Simply put, I showed no self-confidence. In class, I was riddled with anxiety which prevented me from displaying any knowledge of the material. My teachers misinterpreted my anxiety with a lack of understanding of the material, so they sent me out of the classroom for extra help. It was because of this that my 5th grade teacher refused to put me in the honors track for middle school despite receiving straight A’s.
In 8th grade, I was finally put in honors, where I continued to receive straight A’s. After ninth grade, I lost all my weight--30 pounds. With that loss, I gained a lot. I became someone who was no longer afraid or insecure. I joined my high school’s tennis team and other extra-curriculars, in which I rose to leadership positions.

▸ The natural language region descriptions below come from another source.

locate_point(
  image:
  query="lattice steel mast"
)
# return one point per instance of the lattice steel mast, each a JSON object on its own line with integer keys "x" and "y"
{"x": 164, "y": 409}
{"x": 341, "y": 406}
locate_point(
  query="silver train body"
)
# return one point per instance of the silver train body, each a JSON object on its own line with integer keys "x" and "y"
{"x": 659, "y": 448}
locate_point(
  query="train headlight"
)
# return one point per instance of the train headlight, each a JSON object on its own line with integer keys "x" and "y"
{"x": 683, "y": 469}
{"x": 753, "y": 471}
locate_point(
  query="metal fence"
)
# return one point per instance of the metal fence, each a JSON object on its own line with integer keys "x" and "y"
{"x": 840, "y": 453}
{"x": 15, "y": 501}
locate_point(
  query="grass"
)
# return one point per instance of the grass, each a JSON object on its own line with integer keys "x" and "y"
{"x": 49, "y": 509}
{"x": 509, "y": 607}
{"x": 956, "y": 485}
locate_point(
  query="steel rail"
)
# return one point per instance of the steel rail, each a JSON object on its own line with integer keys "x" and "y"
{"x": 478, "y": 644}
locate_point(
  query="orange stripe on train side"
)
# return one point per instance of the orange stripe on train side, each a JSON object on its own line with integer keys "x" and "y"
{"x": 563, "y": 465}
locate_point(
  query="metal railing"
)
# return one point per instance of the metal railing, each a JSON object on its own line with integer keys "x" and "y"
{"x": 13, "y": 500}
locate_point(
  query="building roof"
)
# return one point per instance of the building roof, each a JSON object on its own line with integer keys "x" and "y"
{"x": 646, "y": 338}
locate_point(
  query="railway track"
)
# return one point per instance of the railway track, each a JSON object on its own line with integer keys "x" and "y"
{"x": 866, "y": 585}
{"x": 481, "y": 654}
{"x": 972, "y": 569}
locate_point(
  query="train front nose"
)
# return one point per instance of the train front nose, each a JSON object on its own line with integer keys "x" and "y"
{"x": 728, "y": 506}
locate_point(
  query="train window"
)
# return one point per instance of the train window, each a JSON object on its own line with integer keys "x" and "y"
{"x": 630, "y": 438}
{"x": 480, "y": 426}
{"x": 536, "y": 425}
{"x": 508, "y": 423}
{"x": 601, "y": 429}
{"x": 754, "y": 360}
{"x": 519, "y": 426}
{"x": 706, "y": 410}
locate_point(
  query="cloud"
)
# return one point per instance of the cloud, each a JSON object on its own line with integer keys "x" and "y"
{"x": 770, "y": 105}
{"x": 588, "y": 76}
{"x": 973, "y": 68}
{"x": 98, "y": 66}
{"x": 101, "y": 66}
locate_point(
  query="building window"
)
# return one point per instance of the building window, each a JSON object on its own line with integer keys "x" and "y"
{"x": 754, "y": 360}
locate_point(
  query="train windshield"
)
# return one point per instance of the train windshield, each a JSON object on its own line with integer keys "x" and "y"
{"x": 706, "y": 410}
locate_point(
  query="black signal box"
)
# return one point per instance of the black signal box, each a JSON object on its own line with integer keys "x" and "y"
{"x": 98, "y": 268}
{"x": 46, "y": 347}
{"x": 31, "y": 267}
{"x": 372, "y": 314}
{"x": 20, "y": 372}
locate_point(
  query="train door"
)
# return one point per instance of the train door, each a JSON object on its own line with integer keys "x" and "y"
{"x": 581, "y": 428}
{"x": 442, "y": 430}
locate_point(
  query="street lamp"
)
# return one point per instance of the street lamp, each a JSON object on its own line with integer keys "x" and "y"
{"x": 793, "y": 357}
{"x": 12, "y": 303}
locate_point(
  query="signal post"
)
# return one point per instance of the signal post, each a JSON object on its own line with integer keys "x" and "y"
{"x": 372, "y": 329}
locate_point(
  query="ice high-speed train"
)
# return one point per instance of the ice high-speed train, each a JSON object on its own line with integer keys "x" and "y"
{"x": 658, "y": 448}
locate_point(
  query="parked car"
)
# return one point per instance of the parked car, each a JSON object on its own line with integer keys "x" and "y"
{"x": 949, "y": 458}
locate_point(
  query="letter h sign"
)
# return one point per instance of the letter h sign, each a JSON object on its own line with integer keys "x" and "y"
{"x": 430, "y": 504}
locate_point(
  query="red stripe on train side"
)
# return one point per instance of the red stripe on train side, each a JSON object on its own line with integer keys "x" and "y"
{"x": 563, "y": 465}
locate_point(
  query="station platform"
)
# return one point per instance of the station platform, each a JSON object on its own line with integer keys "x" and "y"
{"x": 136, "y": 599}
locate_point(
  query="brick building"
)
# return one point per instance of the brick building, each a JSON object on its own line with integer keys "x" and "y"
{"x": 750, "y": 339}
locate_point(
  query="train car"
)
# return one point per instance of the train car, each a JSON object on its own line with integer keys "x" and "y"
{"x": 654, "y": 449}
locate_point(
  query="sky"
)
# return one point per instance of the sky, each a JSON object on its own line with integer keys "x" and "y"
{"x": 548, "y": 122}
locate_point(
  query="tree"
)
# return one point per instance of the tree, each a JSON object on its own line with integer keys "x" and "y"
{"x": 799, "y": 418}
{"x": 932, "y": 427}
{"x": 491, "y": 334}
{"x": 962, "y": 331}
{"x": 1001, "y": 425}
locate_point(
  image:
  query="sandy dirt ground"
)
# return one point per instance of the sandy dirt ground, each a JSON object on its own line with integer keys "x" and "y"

I ran a half marathon, played first singles on my school’s tennis team, founded a thriving club in my high school, and was accepted to Cornell University.

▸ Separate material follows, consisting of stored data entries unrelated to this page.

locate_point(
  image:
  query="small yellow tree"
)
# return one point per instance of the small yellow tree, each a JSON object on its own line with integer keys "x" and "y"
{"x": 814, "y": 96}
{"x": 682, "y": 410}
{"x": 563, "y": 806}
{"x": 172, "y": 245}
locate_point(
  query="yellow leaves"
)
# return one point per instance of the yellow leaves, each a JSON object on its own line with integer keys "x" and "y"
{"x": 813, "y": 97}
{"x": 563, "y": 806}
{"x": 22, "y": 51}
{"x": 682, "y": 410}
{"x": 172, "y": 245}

During the first month of first semester, I met with a professor asking how I can get an A in his class. His response was “what makes you think you should get an A?” The most repeated phrase during freshman orientation was along the lines of “don’t expect to get A’s” or “you were all the top of your class in high school, but you won’t all be at the top here.” These warnings did not scare me because I know what it’s like to not be at the top and to get there with a lot of hard work and a lot of failures in between, so I had confidence in myself that my adjustment to Cornell would be no different.
When I heard my professor’s response, I immediately thought about middle school Rebecca. At that point, I would never imagine accomplishing what I had by the end of high school. So I responded “I am not expecting to get an A, but that doesn’t mean I won’t try.”
Much like my experience throughout high school, I have learned during my first semester that college is about doing everything you can to get to where you want to be--congratulating yourself when you do or learning from your mistakes when you don’t. The only difference was I skipped the period of insecurity where I let people make me feel like I couldn’t do it.
So don’t let professors make you feel like you’re just one student in a class of 800 geniuses. Every failure is just another step closer to success, whether it means redefining our initial criteria of success or accomplishing our original goals.